Gyamzo Central Primary School in Toro local government area of Bauchi state has been a fixture in the community since it was built in 1947. Until recently, usage had declined.
Today, this 69-year old school is vibrant again. In one class, children are singing “Old McDonald has a farm” and in another, they are repeating “Nana na nan” in Hausa several times.
Instructors are also teaching children to read in a new way. The educators have been trained by the Northern Education Initiative Plus on new methods to teach pupils to start reading in Hausa from Primary one and transit to English by Primary three.
They use their teacher guides to plan for their lessons while the children use their Mu Karanta! Let’s Read! pupil textbooks.
Twelve-year old Zerrubabel Danlami and nine-year old Hauwa Ibrahim are both in Primary three. They are excited about their new books. Their teacher also engages them more during lessons.
“She teaches us new songs, she asks us to repeat words after her and asks us questions while the lessons are going on,” Danlami says.
He opens his textbook, placing his finger under each word, starts to read, “Amina has a farm, Amina has a cow.”
Hauwa says she now likes coming to school to read. Even though there are many children in her father’s compound, her mother also encourages her to read at home.

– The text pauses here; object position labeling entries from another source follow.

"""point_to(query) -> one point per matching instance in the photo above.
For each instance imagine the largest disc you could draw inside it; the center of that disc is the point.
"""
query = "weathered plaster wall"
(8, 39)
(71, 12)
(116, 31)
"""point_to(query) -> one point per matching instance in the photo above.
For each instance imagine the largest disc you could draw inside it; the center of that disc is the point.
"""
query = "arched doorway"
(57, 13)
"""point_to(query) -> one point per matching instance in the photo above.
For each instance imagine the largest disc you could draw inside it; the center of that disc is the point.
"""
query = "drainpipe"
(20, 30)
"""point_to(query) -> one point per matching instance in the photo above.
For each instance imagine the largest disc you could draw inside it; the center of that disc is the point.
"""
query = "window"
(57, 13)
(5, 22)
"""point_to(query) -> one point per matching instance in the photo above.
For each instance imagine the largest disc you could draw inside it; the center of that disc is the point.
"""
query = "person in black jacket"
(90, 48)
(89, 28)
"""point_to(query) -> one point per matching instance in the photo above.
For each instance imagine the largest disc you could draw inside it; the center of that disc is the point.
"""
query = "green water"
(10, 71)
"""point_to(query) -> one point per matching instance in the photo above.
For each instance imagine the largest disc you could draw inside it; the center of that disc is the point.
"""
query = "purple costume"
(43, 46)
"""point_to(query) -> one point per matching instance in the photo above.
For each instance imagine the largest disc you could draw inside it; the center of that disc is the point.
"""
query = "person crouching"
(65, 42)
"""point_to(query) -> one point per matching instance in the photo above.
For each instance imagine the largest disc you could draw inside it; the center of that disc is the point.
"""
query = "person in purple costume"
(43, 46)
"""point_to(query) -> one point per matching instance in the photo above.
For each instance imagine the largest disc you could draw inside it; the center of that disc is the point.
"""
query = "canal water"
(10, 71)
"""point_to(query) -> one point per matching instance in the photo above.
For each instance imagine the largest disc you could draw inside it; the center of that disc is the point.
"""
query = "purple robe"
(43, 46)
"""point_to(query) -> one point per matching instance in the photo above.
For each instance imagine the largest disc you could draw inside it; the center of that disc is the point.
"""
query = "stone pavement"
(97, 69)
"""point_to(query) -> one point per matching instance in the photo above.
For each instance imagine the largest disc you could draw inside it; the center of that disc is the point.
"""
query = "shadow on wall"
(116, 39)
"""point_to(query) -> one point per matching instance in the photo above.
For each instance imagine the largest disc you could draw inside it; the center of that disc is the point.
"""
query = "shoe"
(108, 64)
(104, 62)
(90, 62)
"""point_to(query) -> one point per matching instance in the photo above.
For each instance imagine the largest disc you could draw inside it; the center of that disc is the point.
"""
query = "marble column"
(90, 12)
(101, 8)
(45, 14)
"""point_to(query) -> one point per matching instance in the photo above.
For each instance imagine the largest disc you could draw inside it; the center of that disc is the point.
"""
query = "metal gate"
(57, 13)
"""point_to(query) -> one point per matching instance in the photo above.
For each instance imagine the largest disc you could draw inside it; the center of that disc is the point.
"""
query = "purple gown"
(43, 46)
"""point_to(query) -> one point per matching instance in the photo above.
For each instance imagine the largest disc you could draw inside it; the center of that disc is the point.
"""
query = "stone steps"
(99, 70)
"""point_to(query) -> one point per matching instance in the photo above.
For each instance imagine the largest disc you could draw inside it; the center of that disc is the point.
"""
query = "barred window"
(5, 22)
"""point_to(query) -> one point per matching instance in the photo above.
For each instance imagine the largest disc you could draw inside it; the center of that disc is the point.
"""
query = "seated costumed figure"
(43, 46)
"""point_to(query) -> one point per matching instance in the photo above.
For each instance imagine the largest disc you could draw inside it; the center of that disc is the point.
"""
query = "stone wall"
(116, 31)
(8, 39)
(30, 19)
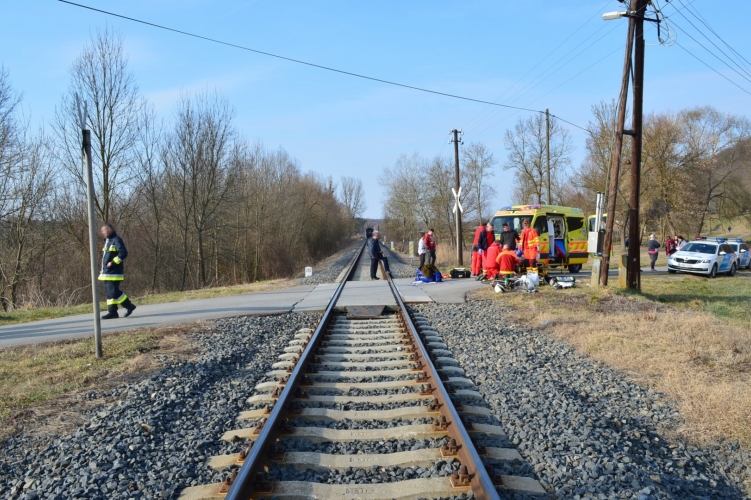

Hauwa wants to complete her basic education before she gets married. She understands that to get that chance she needs to prove herself to her parents.
“I love these books because there are many stories in it. My teacher composed songs with the words and it makes it easy to remember,” she says.
She is the 17th of 19 children and all of them of school-age are being educated.
“My father likes that I have new books and tells me to be careful with them all the time.”
It is the same for nine-year old Christopher Luri who is in Primary two. His father who is a retired teacher helps him with his homework.
When he is asked what his favorite lesson is in his Let’s Read! English book for primary two, he points at the picture story with the tortoise and the hare.
“I love to use the pictures to imagine my own story,” he says.